Longer Term Reductions
“With regard to additional reductions beyond FY07, the United States plans to decrease the number of warheads on its ballistic missile force by “downloading.” Regarding bombers, reductions will be made by lowering the number of operationally deployed weapons, i.e. those available for loading at operational bomber bases.”
“Warheads that will count as operationally deployed are: for ballistic missiles, the actual number of nuclear weapons loaded on the ICBMs or SLBMs; for bombers, those nuclear weapons located in weapon storage areas at bomber bases (except for a small number of spares).”

START II Treaty
“...the Russian resolution of ratification, adopted in 2000, contains unacceptable provision contrary to the new strategic framework and establishment of the New Triad.”

De-Alerting
“U.S. forces are not on “hair trigger” alert and rigorous safeguards exist to ensure the highest levels of nuclear weapons safety, security, reliability, and command and control. Multiple, stringent procedural and technical safeguards are in place to guard against U.S. accidental and unauthorized launch.”
“The New Triad addresses concerns about the accidental or unauthorized launch of certain foreign forces. For example, it provides missile defenses to protect the United States, it allies, and friends against limited or unauthorized launches. It also will provide a spectrum of defensive and non-nuclear response options to an accidental or unauthorized launch, allowing the United States to tailor an appropriate response to the specific event and to limit the danger of escalation.”
“The elimination of the Peacekeeper ICBM will be phased to correspond with the introduction of the Trident II (D-5) missile in the Pacific. As they are eliminated, those Peacekeeper missiles remaining during the elimination process will be kept on alert to provide a necessary contribution to the U.S. portfolio of capabilities.” (p. 54)
“Following the initial phase of U.S. nuclear reductions, subsequent reductions will be achieved by downloading warheads from missiles and bombers. Force structure will be retained as the basis for reconstructing the responsive force. Delivery systems will not be retired following initial reductions and downloaded warheads will be retained as needed for the responsive force.” (p. 54)

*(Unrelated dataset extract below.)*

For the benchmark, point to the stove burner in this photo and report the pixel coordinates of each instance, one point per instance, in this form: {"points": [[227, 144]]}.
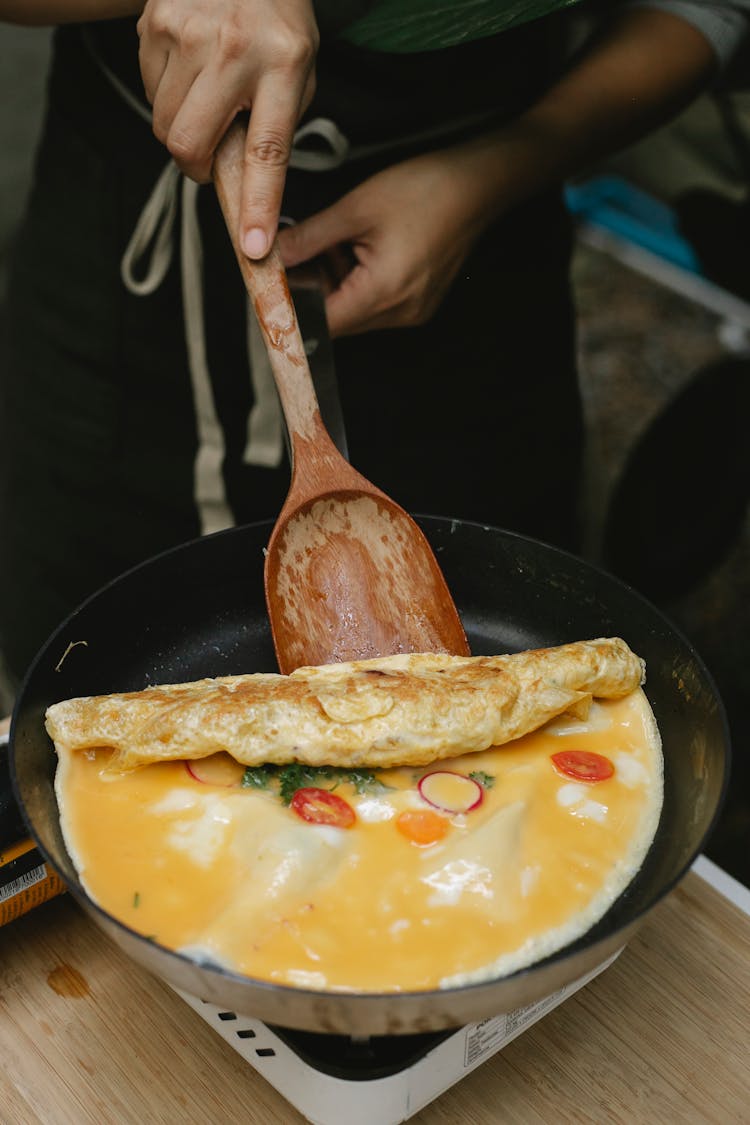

The Comprehensive Test Ban
“The United States has not conducted nuclear tests since 1992 and supports the continued observance of the testing moratorium. While the United States is making every effort to maintain the stockpile without additional nuclear testing, this may not be possible for the indefinite future. Some problems in the stockpile due to aging and manufacturing defects have already been identified. Increasingly, objective judgments about capability in a non-testing environment will become far more difficult. Each year the DoD and DOE will reassess the need to resume nuclear testing and will make recommendations to the President. Nuclear nations have a responsibility to assure the safety and reliability of their own nuclear weapons.” (p. 55)
Transparency
“The START I Treaty includes provisions that provide a useful baseline of transparency for offensive strategic forces. Any additional transparency that may be useful to provide added confidence and predictability would be in the form of separate political commitments.”